I’ll be happy to answer that with: How many nutrients do you think you get from your grape drink and cheese balls? Not many. Not only that, They are slowly preparing them to be part of a growing epidemic of young people who have to deal with obesity-related diseases like type 2 diabetes before they even move out of the house.
Here’s the good news. It is possible to change your children’s preferences for certain foods. Studies at the University of Alberta showed that children who were involved in food preparation were actually more likely to make healthier choices with meals. Here are some strategies to help make the transition easier:
- Don’t force it. Nobody likes being pressured to try new things – especially when those things are green and green and completely alien to them.
- Keep it simple Sometimes kids aren’t that picky about flavors as they prefer their food to be less fussy. So leave the complex sauces and spices off your plate for the time being.
- Get them involved. When kids review recipes or chopping vegetables together, they feel like they have a say and have a sense of control, which makes them more comfortable choosing healthier options.

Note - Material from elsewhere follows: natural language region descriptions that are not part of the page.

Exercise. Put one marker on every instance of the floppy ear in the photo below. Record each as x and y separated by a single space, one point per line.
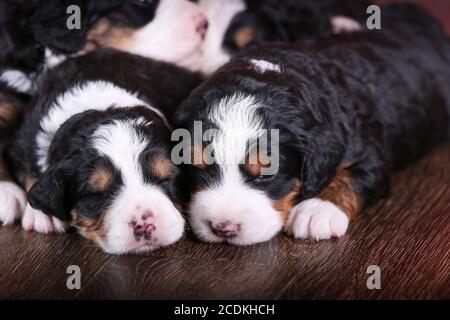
49 193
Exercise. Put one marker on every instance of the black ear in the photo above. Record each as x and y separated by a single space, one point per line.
49 193
321 157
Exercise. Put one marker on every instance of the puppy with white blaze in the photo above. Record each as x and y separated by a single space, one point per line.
95 151
348 111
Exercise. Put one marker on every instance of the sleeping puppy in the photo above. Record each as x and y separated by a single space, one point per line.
236 25
34 37
95 150
344 112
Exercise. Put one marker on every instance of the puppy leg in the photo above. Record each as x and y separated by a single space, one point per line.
12 197
329 213
38 221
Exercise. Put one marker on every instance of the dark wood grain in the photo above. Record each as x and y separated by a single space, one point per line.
407 235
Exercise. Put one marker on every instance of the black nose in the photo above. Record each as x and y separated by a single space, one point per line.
226 229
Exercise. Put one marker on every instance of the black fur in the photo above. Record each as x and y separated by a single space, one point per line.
63 186
374 101
291 20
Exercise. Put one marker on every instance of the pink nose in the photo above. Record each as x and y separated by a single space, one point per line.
143 226
202 27
226 229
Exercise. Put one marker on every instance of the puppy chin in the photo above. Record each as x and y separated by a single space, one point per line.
250 210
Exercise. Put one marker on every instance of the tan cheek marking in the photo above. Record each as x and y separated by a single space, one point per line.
285 204
340 192
100 179
104 34
243 36
161 167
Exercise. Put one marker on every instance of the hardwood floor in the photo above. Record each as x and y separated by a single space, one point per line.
406 235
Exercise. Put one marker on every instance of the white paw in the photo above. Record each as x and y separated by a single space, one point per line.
12 202
342 24
316 219
40 222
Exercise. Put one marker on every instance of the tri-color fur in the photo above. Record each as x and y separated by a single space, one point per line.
236 25
349 109
95 150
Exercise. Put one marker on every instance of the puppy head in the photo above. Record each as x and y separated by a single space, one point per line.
234 198
166 30
272 21
115 181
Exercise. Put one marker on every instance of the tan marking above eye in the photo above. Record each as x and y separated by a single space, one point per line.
243 36
161 167
255 162
100 179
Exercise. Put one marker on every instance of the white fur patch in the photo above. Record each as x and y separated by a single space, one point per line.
172 35
40 222
12 202
230 199
342 24
92 95
19 81
219 13
316 219
263 66
123 145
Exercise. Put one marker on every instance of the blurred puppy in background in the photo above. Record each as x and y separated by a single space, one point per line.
235 25
94 150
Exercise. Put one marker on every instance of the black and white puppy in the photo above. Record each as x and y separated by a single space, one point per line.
348 110
236 25
95 150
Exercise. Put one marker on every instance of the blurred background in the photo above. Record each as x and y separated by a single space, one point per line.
439 8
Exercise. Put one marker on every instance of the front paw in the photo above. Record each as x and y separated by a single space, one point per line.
316 219
40 222
12 202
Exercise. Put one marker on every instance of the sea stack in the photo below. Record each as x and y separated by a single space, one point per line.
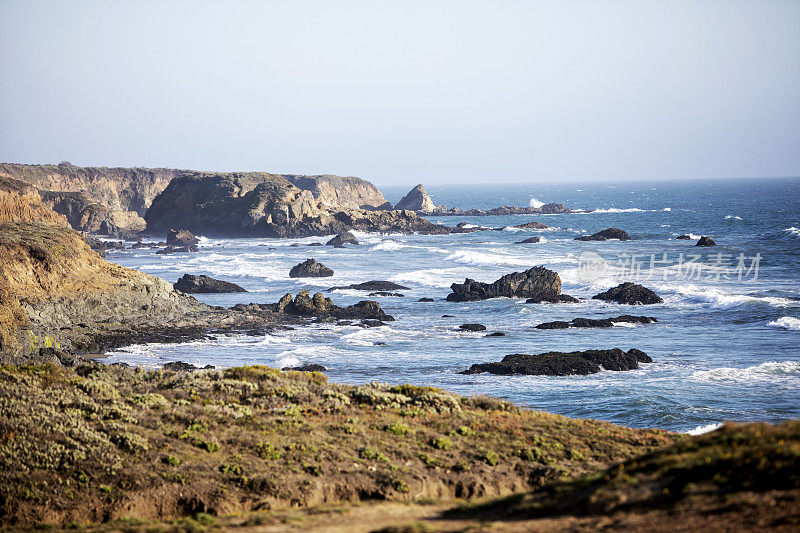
416 200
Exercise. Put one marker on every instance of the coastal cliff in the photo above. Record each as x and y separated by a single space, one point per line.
250 204
55 290
114 201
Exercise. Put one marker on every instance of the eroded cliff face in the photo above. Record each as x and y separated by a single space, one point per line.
119 189
52 283
269 205
114 201
334 192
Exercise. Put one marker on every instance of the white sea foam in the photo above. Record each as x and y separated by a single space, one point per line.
691 235
472 257
369 336
719 299
700 430
786 322
388 245
432 277
772 372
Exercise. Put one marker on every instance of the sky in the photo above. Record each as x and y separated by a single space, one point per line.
438 92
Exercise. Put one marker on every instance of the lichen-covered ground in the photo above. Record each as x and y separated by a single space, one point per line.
96 443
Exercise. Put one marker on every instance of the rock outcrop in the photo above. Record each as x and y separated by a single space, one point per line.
254 204
536 282
597 322
343 238
205 285
564 364
629 293
547 209
310 268
181 238
417 199
305 305
606 235
90 196
59 298
373 286
532 225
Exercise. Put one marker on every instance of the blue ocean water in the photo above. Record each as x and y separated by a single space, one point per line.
726 347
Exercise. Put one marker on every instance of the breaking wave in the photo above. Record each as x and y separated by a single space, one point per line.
763 373
786 322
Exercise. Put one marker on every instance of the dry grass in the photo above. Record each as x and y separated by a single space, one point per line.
103 443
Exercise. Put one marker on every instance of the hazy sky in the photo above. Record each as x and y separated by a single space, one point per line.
406 92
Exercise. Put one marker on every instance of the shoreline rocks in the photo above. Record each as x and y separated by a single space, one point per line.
182 237
310 268
417 199
373 285
202 284
630 294
605 235
597 322
563 363
536 282
343 238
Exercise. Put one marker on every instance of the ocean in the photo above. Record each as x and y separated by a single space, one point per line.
726 346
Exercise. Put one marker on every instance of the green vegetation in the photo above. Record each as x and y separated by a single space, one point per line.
76 444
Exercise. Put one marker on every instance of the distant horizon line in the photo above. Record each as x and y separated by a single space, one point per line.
413 183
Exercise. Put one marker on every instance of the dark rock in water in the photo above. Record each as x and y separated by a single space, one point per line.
310 268
343 238
532 225
101 246
597 322
372 286
320 306
416 200
629 293
180 366
536 282
558 324
605 235
563 364
307 367
204 284
640 356
560 299
363 310
181 238
178 249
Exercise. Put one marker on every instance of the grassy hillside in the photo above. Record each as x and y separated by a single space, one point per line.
101 443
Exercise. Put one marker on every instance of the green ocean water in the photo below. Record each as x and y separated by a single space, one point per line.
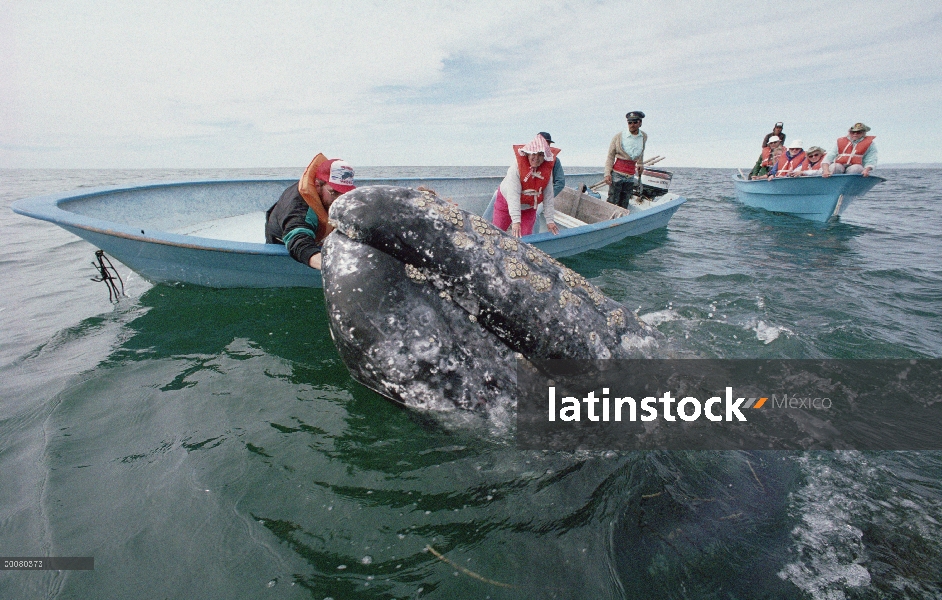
210 443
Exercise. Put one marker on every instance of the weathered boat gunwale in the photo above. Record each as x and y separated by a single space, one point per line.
814 198
139 232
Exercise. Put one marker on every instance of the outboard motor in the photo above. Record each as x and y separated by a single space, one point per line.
654 182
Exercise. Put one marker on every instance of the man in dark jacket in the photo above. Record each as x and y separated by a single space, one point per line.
299 218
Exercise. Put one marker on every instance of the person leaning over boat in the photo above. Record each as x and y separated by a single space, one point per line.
625 160
789 163
814 158
528 182
854 154
559 179
777 132
299 218
770 154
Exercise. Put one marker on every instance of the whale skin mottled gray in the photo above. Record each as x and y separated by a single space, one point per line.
429 305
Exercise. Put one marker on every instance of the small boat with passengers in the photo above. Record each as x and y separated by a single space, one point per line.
814 198
212 233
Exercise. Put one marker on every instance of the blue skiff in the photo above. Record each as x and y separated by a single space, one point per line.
211 233
814 198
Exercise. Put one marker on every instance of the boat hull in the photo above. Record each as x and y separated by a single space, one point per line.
813 198
158 230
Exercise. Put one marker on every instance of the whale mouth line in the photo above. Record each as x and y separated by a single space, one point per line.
423 298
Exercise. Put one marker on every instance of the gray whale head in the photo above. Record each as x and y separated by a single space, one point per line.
429 305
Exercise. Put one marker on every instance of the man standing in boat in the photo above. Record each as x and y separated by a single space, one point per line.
770 155
777 132
625 161
854 154
299 218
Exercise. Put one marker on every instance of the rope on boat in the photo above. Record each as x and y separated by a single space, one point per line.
467 572
108 274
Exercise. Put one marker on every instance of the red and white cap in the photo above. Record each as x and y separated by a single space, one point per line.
338 174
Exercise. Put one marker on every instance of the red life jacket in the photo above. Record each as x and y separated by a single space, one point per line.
787 166
811 166
533 182
766 157
849 154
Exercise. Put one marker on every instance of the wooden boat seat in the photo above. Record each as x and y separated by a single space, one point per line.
583 209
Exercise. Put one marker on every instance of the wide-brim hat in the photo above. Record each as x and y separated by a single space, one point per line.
338 174
538 145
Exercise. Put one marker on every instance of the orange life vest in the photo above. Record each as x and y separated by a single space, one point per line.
533 182
306 187
849 154
787 166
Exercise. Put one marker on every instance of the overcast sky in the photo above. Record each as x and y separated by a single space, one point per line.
100 84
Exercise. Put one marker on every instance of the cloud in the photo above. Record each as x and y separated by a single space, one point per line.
153 84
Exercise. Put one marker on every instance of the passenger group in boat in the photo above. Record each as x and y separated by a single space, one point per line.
854 153
624 163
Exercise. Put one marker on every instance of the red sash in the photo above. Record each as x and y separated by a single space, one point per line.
624 167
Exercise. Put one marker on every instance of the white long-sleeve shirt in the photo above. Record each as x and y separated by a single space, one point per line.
511 189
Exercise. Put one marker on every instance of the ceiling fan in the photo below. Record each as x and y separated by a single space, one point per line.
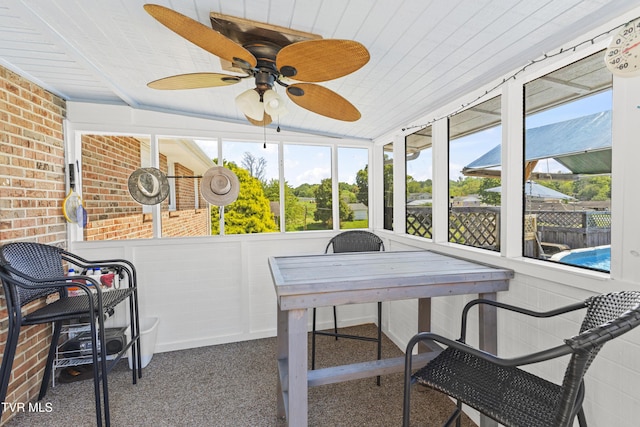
268 60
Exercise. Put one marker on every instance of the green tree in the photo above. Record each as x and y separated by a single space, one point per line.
250 213
362 181
254 165
305 190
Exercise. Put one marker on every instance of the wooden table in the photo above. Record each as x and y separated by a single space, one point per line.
307 281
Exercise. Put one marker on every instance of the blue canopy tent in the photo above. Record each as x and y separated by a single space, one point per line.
533 189
582 145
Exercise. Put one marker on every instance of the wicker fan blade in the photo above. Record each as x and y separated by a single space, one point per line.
321 60
266 120
322 101
194 81
201 35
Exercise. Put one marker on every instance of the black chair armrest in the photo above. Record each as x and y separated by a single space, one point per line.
540 356
61 283
521 310
120 265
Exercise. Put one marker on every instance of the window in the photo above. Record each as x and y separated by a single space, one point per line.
307 171
567 191
419 173
107 162
257 208
387 187
306 201
475 136
354 187
184 213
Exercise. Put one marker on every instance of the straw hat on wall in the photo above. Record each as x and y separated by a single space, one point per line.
220 186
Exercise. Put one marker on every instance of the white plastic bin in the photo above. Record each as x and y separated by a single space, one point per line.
148 336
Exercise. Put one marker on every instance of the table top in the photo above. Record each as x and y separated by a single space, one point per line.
305 281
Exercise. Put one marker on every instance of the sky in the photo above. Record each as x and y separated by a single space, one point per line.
467 149
310 164
302 163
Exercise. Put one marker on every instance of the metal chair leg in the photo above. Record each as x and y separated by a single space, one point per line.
379 336
55 337
7 361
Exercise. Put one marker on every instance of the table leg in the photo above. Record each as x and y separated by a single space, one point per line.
297 361
282 341
488 324
424 320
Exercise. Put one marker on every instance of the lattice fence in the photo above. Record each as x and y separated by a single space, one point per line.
420 222
478 227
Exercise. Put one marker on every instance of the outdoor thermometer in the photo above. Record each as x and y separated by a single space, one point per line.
623 54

- Go the conversation. Make sure your behavior matches your language. If you want them to primarily eat more but stock up on junk food, mixed messages will be sent. Stock your home with the groceries you want them to eat and leave the rest of the stuff in the store.
What are your thoughts? Do you agree? Share your experience in the comments.
About the author
Erin Power is the coaching and curriculum director of the Primal Health Coach Institute. She also helps her clients reestablish loving and trusting relationships with their bodies – while restoring their metabolic health so they can lose fat and gain energy – through her own private health coaching practice, eat.simple.
If you are passionate about health and wellness and you want to help people like Erin for their clients every day, you should consider becoming a self-certified health coach. In this special briefing event hosted by PHCI Co-Founder Mark Sisson, you will learn the three simple steps to building a successful health coaching business in a maximum of 6 months.